Terminaré este sencillo relato con dos comentarios importantes.
El primero se refiere al paisaje en el que transcurrió lo que describo. Una llanura inmensa, la cadena de altas dunas que nos impide ver la playa a unos doscientos metros de nosotros. Sopla desde la mar un viento frío. Cuando se hace de noche, como no hay ninguna luz artificial a la vista, el cielo lejano, casi al nivel del horizonte, se ilumina con el resplandor de la ciudad de Ancud hacia el Este y quizá la aldea de Quetalmahue hacia el Nordeste.

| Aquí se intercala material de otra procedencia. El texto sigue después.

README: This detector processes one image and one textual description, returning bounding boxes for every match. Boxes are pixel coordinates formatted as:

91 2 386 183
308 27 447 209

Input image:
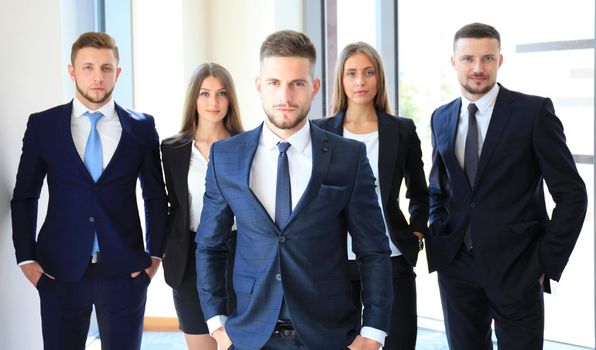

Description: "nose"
278 85 292 103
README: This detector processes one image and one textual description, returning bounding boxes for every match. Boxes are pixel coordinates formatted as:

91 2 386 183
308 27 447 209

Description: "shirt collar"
72 97 116 119
259 121 310 153
461 84 499 114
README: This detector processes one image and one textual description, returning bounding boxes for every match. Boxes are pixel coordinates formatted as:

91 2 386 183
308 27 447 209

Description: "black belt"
273 321 297 339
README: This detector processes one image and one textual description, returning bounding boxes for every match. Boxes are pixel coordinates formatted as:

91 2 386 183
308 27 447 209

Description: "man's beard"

El cielo está nublado, pero el tiempo ha ido mejorando, ya no llueve y la capa de nubes es lo suficientemente fina para que se entrevean allá arriba, de vez en cuando, algunas estrellas. Pero lo que verdaderamente me impresiona es la luz estelar, que llega hasta nosotros en aquella oscuridad y nos permite ver remotamente, debilísimamente, lo que nos rodea. Esa luz estelar de la que hablan los marinos en sus relatos novelescos y que hay que verla para creerla. Y aunque las dunas nos impiden ver el espectacular rompeolas blanco de la playa de Mar Brava, sí podemos oir su fragor, que es como el de mil camiones pesados acelerando sus motores pero que suena, ya lo he dejado escrito en otra parte, más como una música que como un ruido. Todo esto que intento describir está lleno, simplemente, de una inmensa majestad.

El segundo se refiere a una imagen que no creo que pueda yo olvidar nunca. La de la señora Marta emergiendo una y otra vez de la oscuridad de la noche con un gran saco de cochayuyo cargado a la espalda, encorvada por su peso, dejando  el saco junto a la camioneta con esfuerzo y explicándome en voz alta, con ese tono resuelto que yo imaginaba en los héroes de  las novelas de aventuras que leía cuando era niño, cuál es la situación en la playa. Su determinación, su valor, su energía, su optimismo. Su fuerza. No cabe decir más.